Joe Abercrombie’s Before They Are Hanged continues the plot lines established in the first book and does a good job of bridging the gap for the third book. However, I think there is a clear case that probably only one of the plotlines narrated in this book is really necessary. The other two feel like padding. The events of the narrative do more to build character, which is important, but very little actually really seems to happen that changes anything for the overall story. I’m not going to give any more detail on which plots accomplish this or don’t as that might necessitate too much description of what happens at the end of the book. I’d like to say now that this is still an immensely enjoyable read. Abercrombie again is brilliant at characterisation of his main characters and describing very tangicble and dangerous scenes for them. In the context of a trilogy I’m just not sure how strong the book is. However, I suspect that this is quite a common problem for any story that has to be wedged into the trilogy structure by unimaginative publishers.

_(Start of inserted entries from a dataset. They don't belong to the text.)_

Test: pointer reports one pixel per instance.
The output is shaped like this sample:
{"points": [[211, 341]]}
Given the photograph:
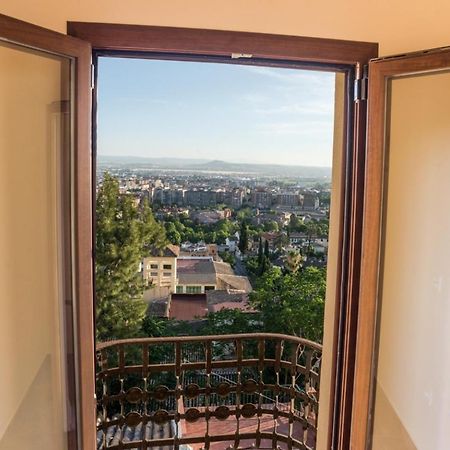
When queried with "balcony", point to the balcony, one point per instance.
{"points": [[208, 392]]}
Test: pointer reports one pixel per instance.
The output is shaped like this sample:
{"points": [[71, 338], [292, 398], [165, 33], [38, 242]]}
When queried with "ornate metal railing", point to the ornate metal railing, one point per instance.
{"points": [[245, 390]]}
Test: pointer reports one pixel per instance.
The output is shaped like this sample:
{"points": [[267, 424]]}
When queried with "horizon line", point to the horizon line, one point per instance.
{"points": [[99, 155]]}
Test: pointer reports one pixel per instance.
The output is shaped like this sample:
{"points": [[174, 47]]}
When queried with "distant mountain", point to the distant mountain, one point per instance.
{"points": [[190, 164], [166, 162]]}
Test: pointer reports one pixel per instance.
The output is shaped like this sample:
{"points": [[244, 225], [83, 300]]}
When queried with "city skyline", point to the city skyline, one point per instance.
{"points": [[210, 111]]}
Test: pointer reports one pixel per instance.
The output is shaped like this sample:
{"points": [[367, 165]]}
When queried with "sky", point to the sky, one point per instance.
{"points": [[213, 111]]}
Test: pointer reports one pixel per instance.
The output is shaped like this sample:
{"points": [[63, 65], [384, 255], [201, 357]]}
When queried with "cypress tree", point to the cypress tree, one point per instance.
{"points": [[124, 233]]}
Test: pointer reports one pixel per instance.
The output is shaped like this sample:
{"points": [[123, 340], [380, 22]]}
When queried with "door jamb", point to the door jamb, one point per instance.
{"points": [[278, 50]]}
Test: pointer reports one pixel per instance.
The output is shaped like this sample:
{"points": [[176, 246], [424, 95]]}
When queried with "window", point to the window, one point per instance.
{"points": [[340, 55]]}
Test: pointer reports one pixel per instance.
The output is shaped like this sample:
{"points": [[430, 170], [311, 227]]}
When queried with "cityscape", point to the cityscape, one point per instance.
{"points": [[226, 226]]}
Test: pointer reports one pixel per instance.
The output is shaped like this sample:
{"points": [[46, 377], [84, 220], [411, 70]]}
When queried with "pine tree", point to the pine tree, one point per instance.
{"points": [[260, 252], [243, 238], [266, 249], [123, 234]]}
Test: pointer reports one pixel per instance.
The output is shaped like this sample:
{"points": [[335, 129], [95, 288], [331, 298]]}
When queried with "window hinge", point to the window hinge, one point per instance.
{"points": [[362, 85], [92, 76]]}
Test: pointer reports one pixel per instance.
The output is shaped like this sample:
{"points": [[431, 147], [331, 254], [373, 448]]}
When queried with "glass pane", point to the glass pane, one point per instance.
{"points": [[34, 120], [412, 398]]}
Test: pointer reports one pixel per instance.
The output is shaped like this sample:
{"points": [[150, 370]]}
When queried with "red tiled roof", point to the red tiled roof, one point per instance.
{"points": [[187, 307]]}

So what plot lines are continued in this title:
Bayaz and his party venture to a new continent and across the steppe via ancient ruined cities looking for something that will defeat the rogue Magi who threatens the world. The most interesting part here is the development of the Luthar character and the relationship between Logen Ninefingers and Ferro. Say one thing about Logen Ninefingers, say he’s a memorable character.
In Angland Union forces fight against the invasion of Bethod’s forces. This chapters featuring this plot contain some excellent battle scenes and is probably my second favourite part of the book.

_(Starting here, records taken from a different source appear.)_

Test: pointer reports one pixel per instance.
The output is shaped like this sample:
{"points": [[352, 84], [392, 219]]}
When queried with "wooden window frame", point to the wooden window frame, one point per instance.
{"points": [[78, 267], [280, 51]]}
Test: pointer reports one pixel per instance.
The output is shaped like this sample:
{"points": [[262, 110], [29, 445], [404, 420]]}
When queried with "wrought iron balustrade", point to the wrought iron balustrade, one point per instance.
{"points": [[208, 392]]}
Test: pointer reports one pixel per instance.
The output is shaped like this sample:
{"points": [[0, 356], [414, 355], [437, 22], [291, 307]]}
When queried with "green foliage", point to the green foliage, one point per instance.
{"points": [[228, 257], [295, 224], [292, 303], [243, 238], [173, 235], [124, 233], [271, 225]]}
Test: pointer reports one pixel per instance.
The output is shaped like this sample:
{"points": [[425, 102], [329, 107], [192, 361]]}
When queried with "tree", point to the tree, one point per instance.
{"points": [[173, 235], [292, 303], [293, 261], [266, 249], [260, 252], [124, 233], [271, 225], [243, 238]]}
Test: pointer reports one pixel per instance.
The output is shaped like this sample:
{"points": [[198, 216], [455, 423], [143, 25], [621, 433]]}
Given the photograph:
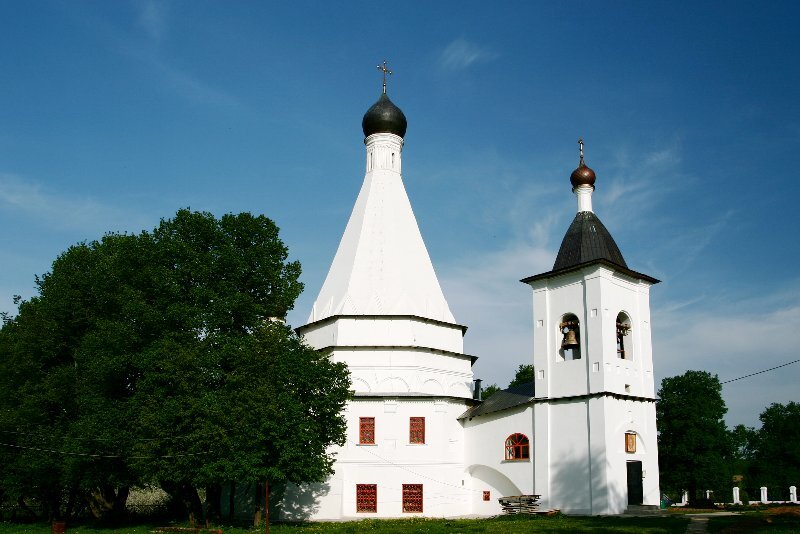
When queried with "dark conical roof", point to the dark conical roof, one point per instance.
{"points": [[587, 240], [384, 117]]}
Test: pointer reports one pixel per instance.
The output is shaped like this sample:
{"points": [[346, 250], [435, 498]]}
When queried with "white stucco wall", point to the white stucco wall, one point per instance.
{"points": [[392, 461], [486, 466]]}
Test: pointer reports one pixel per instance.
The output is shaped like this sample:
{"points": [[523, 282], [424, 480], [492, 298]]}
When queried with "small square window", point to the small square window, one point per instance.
{"points": [[412, 498], [367, 498], [416, 430], [517, 447], [630, 442], [366, 431]]}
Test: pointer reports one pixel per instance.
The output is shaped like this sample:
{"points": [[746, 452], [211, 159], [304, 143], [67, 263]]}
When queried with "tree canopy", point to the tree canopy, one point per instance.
{"points": [[162, 358], [523, 375], [693, 441], [775, 455]]}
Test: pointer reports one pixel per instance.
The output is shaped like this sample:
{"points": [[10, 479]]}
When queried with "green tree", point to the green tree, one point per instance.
{"points": [[162, 358], [524, 375], [693, 443], [489, 390], [776, 458]]}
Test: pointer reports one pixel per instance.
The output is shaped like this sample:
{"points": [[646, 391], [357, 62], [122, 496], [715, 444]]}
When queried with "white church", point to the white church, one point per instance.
{"points": [[420, 442]]}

But probably the best features Glotka who arrives in Daroska to find out what happened to the last Superior and get the defences sorted out in preparation for attack by the Gurkish. He does well in pulling things into shape although he annoys the ruling council in the process. All the while he is worrying about his possible fate if he fails, providing his own commentary nearly everytime he speaks to another character. “Found floating face down in the docks” is how he imagines his death being reported if he puts a foot wrong with his superior, Arch Lector Sult.
All in all a good book and a good read, but not sure if it was all really necessary in the grand scheme of things.